Mittelalterliche volkssprachige
Glossen: Internationale Fachkonferenz des Zentrums für Mittelalterstudien
der Otto-Friedrich-Universität Bamberg, 2. bis 4. August 1999.
Herausgegeben von Rolf Bergmann, Elvira Glaser, Claudine Moulin-Fankhänel.
Heidelberg: C. Winter, 2001. Pp. x + 610; 33 facsimiles of manuscripts;
4 facsimiles of computer images; 2 maps. EUR 77.

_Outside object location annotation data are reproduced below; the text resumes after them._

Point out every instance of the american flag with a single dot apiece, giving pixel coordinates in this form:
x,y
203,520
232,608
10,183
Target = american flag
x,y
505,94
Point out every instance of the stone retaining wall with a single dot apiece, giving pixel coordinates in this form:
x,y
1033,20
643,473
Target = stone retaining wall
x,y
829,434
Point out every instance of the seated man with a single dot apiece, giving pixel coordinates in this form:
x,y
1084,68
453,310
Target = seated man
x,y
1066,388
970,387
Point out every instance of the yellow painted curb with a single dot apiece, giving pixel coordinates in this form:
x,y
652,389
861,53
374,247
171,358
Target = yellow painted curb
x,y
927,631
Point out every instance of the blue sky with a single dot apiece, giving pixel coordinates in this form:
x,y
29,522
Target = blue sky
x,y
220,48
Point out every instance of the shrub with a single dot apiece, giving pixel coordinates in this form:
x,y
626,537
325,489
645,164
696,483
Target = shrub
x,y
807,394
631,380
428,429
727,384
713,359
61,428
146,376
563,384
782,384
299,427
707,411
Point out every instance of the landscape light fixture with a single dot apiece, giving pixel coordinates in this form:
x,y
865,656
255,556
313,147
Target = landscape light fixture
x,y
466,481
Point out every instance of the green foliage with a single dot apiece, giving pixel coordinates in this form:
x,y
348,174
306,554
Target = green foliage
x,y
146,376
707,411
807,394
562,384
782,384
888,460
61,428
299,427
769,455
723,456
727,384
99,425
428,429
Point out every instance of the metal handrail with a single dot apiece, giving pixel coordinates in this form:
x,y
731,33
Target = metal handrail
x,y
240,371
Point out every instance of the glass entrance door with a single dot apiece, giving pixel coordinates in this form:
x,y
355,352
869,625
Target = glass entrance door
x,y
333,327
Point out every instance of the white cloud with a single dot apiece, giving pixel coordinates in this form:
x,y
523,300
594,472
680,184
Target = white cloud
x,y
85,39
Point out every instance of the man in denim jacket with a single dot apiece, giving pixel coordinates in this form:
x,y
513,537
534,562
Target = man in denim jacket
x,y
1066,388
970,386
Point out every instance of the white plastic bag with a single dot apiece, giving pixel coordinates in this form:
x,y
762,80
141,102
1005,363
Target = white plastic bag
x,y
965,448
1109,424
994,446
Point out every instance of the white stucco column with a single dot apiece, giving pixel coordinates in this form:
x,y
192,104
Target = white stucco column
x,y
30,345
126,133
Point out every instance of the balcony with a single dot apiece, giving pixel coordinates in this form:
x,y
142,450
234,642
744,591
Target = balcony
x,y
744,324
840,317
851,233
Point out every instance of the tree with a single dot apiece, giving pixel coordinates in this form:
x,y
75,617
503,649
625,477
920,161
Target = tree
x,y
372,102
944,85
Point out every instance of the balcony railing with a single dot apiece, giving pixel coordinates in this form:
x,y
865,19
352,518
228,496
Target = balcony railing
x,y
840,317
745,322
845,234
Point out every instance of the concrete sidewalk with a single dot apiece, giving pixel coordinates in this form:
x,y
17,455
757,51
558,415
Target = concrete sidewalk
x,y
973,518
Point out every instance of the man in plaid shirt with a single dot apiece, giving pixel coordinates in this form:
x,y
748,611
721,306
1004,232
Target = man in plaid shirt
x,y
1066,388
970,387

The remarkable collection of essays focuses on primarily vernacular traditions
of glossing Latin during the earlier Middle Ages in northwestern Europe,
including the vernaculars: Old Irish, Old English (including runes), Old
Norse, Old High German, Old Low German, Old Saxon (the essays by Ferrari
and Ganz focus exclusively on Latin glossing). Among traditions of Latin
glossing bracketed out at the conference are thus the vast areas of late
antiquity, the Romance languages, Eastern Europe, and Scandinavia (the
essay by Raschellà on the latter topic was added to the volume);
the material covered is, however, equally broad and deep. While not a
textbook in any sense, the volume is nevertheless an exemplary collection
of case studies that demonstrates the basic craft and advanced skills
of the text-oriented medievalist—paleography, codicology, philology,
linguistics, with an occasional foray into literary and social history.
To read such a collection is to see the day-to-day spade work of the text-based
study of the European Middle Ages as scarcely to be found elsewhere.